Torch is the superior framework

- Models Docs- https://pytorch.org/docs/stable/nn.html
- If doing training interminently ("warm start" training as the cool kids call it), reference- https://pytorch.org/tutorials/recipes/recipes/warmstarting_model_using_parameters_from_a_different_model.html


In [None]:
# Sample Model Architecture Code

import torch
import torch.nn as nn 
from torch.utils.data import DataLoader, TensorDataset


# Define NN Architecture w Regularization (not making use of sequential API for layer calls -- done manually in `forward`)
                                           # Sequential API- https://pytorch.org/docs/stable/generated/torch.nn.Sequential.html
class FFN(nn.Module):
    def __init__(self, input_size, hidden_size, output_size, dropout=False, dropout_rate=0.5, batchnorm=False, activation=None):
        super(FFN, self).__init__()
        
        # Network Architecture (Layers + HardCoded Activations) -- 1 Hidden Layer Here 
        self.fc = nn.Linear(input_size, hidden_size) #input-to-hidden Weight Matrix
        self.h1 = nn.Linear(hidden_size, output_size) #hidden-to-output Weight Matrix
        
        # Activation Functions -- Full List @ https://pytorch.org/docs/stable/nn.html
        self.sigmoid = nn.Sigmoid()
        self.softmax = nn.Softmax() #useful for multi-class probabilties

        # Regularization
        self.batch_norm = nn.BatchNorm1d(output_size) if batchnorm else None
        self.dropout = nn.Dropout(dropout_rate) if dropout else None
        self.activation = activation
        self.flatten = nn.Flatten() #nice way of making sure input to model is always a vector!

    def forward(self, x):
        # Compute Forward Pass
        x = self.fc(x)
        x = self.sigmoid(x)
        x = self.h1(x)
        # x = self.sigmoid(x) #apply on output -- learning may fail if applied (vanishing gradient, predicts only one class for some architectures)
                              #learning (in some cases) may benefit from no output activation, larger gradient updates through backprop
                              
        # Apply Regularization (if specified)
        if self.batch_norm:
            x = self.batch_norm(x)
        if self.activation:
            x = self.activation(x) #calls activation function at end of forward pass
        if self.dropout:
            x = self.dropout(x)
        return x #output for given input


# Calling a Forward Pass w Model
model(x_train) #this is the syntax for a forward pass, implicitly calls `forward` function, calling `forward` directly is discouraged as this method also calls background ops



In [None]:
# Model Param Summary (Keras-like -- can install sep module w `pip install torchsummary`)
import torchinfo 

torchinfo.summary(model) #can be issues w this if GPU, check on all available devices if being finicky

In [None]:
# HyperParameters - The Usual Suspects
# (these govern how a model selects parameters)

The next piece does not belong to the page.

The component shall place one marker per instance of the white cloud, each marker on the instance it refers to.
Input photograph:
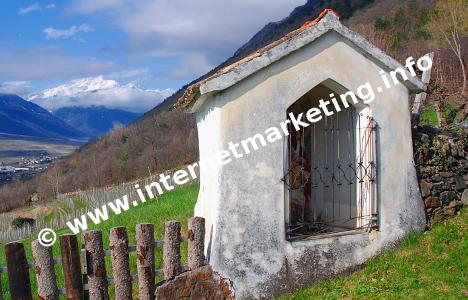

learning_rate = 7e-3 #7e-3=0.007 hehe, setting this varies, generally depends on optimizer of choice
batch_size = 8 #batch_size of 1 means we train (update model params) on each instance, if larger we accumulate gradients and update params per batch (larger~=faster, whereas smaller~=more learning)
n_epochs = 10 #number of epochs to train for (total number of training iterations over entire dataset)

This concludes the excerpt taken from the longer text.